Entomologists Recreate Colony Collapse Disorder That Affects Bee Populations Worldwide

April 9, 2012

Science

honeybee-hive

At the Harvard School of Public Health (HSPH), scientists have been trying to recreate the mysterious Colony Collapse Disorder that has been affecting bee populations worldwide. CCD is yet largely unexplained and millions of bees were lost in recent years. Bees are a very important part of the pollination process in crops worldwide.

Two new studies published last week in the journal Science link Colony Collapse Disorder to neonicotinoid pesticide.

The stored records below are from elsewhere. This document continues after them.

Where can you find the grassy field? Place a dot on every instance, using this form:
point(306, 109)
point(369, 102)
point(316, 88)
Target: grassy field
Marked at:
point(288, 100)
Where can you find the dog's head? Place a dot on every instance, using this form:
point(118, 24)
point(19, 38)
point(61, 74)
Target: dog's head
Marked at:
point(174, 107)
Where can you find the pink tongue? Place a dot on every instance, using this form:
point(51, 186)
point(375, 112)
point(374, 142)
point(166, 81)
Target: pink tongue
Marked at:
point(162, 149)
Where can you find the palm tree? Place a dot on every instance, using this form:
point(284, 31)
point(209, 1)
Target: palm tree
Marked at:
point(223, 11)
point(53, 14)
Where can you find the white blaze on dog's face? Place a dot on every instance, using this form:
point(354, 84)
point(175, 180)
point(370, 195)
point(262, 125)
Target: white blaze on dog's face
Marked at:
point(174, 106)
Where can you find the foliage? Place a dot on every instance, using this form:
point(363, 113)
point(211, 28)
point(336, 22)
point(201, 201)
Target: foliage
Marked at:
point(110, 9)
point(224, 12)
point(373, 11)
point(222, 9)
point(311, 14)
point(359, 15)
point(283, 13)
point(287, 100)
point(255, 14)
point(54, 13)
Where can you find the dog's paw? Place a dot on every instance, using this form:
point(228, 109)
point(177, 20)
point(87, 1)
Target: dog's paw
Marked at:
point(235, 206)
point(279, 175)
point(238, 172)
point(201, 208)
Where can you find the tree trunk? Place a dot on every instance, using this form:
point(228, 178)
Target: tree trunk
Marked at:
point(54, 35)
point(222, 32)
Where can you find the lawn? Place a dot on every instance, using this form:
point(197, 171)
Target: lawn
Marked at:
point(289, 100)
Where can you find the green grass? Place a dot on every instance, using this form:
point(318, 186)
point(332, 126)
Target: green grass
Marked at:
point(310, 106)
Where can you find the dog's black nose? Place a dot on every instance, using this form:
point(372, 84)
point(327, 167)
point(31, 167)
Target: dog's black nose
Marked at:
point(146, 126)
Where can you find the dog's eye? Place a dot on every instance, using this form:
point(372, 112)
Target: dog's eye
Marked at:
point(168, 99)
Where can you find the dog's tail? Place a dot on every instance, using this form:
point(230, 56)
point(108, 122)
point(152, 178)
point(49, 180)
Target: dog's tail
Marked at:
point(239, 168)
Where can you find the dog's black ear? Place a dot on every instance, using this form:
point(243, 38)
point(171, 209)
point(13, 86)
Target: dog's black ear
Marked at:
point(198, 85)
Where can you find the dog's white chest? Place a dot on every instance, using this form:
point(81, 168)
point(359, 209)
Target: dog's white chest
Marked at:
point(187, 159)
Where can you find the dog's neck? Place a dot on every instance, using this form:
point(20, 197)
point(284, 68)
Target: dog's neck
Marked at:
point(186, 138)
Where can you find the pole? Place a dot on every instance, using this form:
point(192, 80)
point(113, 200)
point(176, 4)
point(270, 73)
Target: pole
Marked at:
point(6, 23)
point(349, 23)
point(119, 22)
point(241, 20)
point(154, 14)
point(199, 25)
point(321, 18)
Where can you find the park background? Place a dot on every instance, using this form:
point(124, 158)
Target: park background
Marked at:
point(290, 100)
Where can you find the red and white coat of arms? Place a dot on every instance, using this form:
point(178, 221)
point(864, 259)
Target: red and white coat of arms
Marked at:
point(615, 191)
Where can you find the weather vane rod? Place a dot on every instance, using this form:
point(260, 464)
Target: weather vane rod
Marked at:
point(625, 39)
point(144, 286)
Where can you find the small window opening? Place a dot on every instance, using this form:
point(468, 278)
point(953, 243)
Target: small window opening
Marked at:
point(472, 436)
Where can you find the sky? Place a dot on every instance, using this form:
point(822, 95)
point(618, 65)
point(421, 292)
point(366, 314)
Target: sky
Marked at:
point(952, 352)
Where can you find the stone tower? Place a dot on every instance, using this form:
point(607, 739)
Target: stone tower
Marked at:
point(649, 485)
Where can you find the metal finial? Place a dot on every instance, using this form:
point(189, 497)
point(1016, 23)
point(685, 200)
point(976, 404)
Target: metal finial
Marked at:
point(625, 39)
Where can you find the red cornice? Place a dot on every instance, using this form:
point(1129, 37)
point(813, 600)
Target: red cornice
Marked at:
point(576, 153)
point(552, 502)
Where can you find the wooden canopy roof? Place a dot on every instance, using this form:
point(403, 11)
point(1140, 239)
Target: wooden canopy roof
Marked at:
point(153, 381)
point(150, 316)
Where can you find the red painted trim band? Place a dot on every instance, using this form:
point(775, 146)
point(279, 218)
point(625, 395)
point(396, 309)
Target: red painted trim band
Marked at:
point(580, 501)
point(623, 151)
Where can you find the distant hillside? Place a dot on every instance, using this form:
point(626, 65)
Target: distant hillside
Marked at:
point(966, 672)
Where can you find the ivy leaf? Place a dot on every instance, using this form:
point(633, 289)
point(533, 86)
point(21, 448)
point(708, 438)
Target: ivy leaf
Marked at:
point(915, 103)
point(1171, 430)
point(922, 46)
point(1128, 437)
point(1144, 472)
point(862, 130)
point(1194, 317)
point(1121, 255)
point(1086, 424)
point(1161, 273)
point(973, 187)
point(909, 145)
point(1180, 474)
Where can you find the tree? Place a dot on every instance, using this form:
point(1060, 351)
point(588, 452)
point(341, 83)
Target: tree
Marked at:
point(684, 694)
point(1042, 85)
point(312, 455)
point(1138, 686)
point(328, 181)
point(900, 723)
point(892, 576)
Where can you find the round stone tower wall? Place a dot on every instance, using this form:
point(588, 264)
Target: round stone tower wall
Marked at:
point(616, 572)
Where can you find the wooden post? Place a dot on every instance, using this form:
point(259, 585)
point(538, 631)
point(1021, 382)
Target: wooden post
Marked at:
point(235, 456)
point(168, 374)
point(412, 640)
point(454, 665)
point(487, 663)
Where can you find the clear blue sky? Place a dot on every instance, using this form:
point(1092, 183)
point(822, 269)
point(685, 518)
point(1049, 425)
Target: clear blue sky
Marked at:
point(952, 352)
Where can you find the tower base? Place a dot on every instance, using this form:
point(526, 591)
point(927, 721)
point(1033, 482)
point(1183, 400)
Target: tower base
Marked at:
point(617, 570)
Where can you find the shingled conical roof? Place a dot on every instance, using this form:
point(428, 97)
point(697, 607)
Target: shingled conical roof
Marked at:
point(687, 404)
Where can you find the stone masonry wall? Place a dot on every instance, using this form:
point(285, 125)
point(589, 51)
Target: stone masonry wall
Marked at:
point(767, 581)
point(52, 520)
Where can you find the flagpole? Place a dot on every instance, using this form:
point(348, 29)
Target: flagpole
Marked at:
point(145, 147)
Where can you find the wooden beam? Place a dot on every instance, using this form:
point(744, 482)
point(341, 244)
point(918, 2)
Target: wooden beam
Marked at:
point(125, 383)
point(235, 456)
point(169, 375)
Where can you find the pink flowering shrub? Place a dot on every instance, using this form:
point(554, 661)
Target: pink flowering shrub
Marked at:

They started by giving honeybee hives small doses of the pesticide imidacloprid, which is a neonicotinoid. Neonicotinoids have now been proven to be the major player behind the CCD, not disease or mites.

bee-keeper-hive

Neonicotinoid pesticides targets insects’ central nervous system, but does not instantly kill bees. Apis mellifera, the western honeybee, was tested with small amounts of these pesticides and after 23 weeks, 15 of the 16 hives treated with imidacloprid underwent CCD.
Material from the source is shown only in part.